Hebt u de huren van uw woningen bijvoorbeeld in 2021 verhoogd? Dit betekent niet dat u gelijk ook meer verhuurderheffing moet betalen. De verhuurderheffing is gebaseerd op de WOZ-waarde van de woning. Deze wordt op 1 januari vastgesteld door de gemeente waar de woning staat. Komt de huur in 2021 door de verhoging boven de huurgrens die geldt op 1 januari 2022? Dan hoeft u in 2022 over deze woning geen verhuurderheffing te betalen.
Wat is een zelfstandige woning?
Een zelfstandige woning is een woning met een eigen toegangsdeur die de bewoner van binnen en buiten op slot kan doen. In de woning moeten in elk geval aanwezig zijn:
- een eigen woon(slaap)kamer
- een eigen keuken met aanrecht, aan- en afvoer voor water en een aansluitpunt voor een kooktoestel
- een toilet met waterspoeling
Kamerverhuur valt hier meestal niet onder. Verhuurt u een zelfstandige woning? En wordt die woning onderverhuurd in onzelfstandige delen? Dan telt de woning mee voor de verhuurderheffing.
Wanneer is sprake van een voor huur bestemde woning?

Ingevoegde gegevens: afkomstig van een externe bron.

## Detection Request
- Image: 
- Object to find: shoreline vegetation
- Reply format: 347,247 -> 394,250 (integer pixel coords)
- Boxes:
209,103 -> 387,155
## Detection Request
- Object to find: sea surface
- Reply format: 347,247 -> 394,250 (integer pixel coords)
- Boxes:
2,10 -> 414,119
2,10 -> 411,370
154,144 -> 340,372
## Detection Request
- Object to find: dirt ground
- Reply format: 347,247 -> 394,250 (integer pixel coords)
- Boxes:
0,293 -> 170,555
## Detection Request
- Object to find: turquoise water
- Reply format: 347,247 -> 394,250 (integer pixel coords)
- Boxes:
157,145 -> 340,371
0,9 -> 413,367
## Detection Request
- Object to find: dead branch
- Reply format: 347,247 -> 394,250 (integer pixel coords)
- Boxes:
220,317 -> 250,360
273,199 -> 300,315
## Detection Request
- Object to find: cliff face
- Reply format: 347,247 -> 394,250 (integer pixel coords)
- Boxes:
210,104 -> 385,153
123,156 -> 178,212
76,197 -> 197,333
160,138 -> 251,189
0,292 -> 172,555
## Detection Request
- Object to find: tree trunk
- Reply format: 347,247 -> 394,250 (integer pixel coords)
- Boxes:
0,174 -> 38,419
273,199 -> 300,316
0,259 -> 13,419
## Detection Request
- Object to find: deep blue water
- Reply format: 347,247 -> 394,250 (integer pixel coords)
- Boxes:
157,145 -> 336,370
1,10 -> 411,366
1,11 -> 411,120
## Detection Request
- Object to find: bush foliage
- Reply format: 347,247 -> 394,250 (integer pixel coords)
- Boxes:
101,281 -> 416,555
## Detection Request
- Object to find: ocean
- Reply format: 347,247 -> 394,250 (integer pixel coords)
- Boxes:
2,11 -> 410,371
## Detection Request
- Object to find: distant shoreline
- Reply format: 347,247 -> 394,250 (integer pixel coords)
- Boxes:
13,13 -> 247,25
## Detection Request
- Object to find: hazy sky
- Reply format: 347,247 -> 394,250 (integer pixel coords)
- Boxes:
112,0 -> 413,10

Woningen die voor verhuur bestemd zijn, tellen mee voor de verhuurderheffing, zoals:
- een woning die wordt verhuurd aan een huurder
- een woning die zal worden gerenoveerd, ongeacht of de woning op de peildatum al dan niet is verhuurd
Uitzondering: een woning is niet voor de verhuur bestemd als de woning op de peildatum niet is verhuurd of te huur staat aangeboden, tussen de peildatum en de start van de renovatie niet verhuurd is geweest of te huur is aangeboden, én de renovatie op 31 augustus van dat jaar nog niet is afgerond. - een woning die zal worden gesloopt, tenzij die woning niet (langer) voor de verhuur bestemd is
Van dit laatste is in ieder geval sprake als de woning op de peildatum niet is verhuurd of te huur staat aangeboden en tussen de peildatum en de start van de sloop niet verhuurd is geweest of te huur is aangeboden. - een woning die zal worden verkocht, tenzij die woning niet (langer) voor de verhuur bestemd is
Van dit laatste is in ieder geval sprake als de woning op de peildatum niet is verhuurd of te huur staat aangeboden, en tussen de peildatum en het moment waarop de (voorlopige) koopovereenkomst is overeengekomen met een koper die de woning zelf gaat bewonen, niet verhuurd is geweest of te huur is aangeboden. - een woning die te koop staat en die op de peildatum (tijdelijk) is verhuurd omdat de verkoop stagneert
- een woning voor gebruik voor eigen doeleinden van de verhuurder die wordt gebruikt voor bewoning
Een voorbeeld hiervan is de dienstwoning waarin een medewerker van de verhuurder woont. Opslagruimten die de verhuurder gebruikt – voor zover dit geen zelfstandige woningen zijn –tellen niet mee voor de verhuurderheffing. - een wisselwoning die wordt gebruikt om een huurder onder te brengen tijdens de renovatie van zijn woning
- een woning die verhuurd is in het kader van de leegstandswet (voorheen: antikraak)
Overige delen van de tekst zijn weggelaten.